Las palabras del líder iraní refuerzan la impresión de que el conflicto podría prolongarse durante meses o incluso años, especialmente si continúan los ataques cruzados entre Irán, Israel y fuerzas estadounidenses en la región.
Un líder que aparece en medio del misterio
El nuevo líder supremo iraní, de 56 años, ha permanecido fuera de la vista pública desde su elección el domingo. Su ausencia ha alimentado especulaciones sobre su estado de salud.
Diversas fuentes aseguran que Jamenei resultó herido durante el bombardeo que mató a su padre, así como a otros miembros de su familia.
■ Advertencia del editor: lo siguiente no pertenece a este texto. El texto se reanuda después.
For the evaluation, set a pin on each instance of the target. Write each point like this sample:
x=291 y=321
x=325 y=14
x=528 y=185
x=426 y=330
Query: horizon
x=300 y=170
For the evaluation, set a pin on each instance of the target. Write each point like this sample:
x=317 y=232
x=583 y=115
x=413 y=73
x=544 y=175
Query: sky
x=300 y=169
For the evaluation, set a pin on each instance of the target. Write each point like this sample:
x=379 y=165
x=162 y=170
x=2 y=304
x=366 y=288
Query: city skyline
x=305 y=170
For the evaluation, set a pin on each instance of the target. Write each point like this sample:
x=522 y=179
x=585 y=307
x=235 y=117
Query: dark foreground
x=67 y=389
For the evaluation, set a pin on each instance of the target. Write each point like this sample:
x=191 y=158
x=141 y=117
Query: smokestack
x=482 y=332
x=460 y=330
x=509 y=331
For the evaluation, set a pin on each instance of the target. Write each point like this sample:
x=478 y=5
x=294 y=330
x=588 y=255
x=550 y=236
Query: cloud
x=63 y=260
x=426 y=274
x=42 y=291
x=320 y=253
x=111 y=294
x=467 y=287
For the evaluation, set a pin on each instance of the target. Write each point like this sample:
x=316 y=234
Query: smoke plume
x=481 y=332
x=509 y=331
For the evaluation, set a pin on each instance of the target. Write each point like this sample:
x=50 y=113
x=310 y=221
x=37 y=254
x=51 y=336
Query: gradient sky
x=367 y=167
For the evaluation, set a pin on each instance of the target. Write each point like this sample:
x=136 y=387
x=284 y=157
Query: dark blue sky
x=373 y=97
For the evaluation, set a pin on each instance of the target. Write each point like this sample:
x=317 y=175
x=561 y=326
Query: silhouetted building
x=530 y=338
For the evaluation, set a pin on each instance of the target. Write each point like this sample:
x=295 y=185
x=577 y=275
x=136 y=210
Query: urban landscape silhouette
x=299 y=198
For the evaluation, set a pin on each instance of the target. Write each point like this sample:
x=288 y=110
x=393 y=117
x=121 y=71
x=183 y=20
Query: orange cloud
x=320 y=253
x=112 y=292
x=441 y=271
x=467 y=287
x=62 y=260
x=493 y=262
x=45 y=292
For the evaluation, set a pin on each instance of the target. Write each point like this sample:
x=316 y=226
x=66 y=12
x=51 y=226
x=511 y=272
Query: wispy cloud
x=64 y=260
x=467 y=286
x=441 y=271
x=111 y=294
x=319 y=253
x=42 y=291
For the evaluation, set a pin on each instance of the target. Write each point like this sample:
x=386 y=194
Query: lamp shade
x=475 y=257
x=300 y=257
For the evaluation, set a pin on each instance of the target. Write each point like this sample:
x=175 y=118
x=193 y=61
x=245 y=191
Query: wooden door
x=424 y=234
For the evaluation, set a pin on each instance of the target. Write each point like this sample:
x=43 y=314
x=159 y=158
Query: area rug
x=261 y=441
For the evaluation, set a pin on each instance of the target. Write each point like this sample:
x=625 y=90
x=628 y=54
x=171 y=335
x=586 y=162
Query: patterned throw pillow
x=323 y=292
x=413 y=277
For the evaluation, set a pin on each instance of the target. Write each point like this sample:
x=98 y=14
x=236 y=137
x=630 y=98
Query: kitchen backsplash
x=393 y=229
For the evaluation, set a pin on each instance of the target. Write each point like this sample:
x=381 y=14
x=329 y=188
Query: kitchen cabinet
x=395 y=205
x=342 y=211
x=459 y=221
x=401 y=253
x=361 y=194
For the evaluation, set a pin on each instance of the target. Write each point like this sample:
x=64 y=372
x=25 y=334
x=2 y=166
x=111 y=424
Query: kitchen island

Entre las víctimas del ataque también se encontrarían su madre y su esposa, según reportes difundidos por medios internacionales.
El embajador iraní en Chipre, Alireza Salarian, confirmó al diario británico The Guardian que Jamenei “resultó herido en ese bombardeo” y que habría sido hospitalizado tras el ataque.
Según el diplomático, el líder iraní podría tener heridas en las piernas, una mano y un brazo. Sin embargo, no se han divulgado informes médicos oficiales sobre la gravedad de esas lesiones.
Por su parte, Yusef Pezeshkian, hijo del presidente iraní Masoud Pezeshkian, aseguró en redes sociales que Jamenei se encuentra “sano y salvo”, aunque tampoco entregó detalles adicionales.
Un escenario internacional cada vez más inestable
La posibilidad de que Irán utilice el estrecho de Ormuz como herramienta de presión estratégica preocupa a gobiernos y analistas de todo el mundo.
Un cierre efectivo de la ruta marítima podría afectar gravemente las exportaciones de petróleo de países como Arabia Saudita, Emiratos Árabes Unidos, Kuwait e Irak, todos ellos altamente dependientes de esa vía para transportar su producción energética.
Además del impacto económico, la amenaza aumenta el riesgo de enfrentamientos navales en una de las zonas más militarizadas del planeta.
Mientras tanto, el silencio público de Mojtaba Jamenei y las dudas sobre su estado de salud añaden un elemento adicional de incertidumbre a un conflicto que ya se perfila como uno de los más peligrosos de los últimos años en Medio Oriente.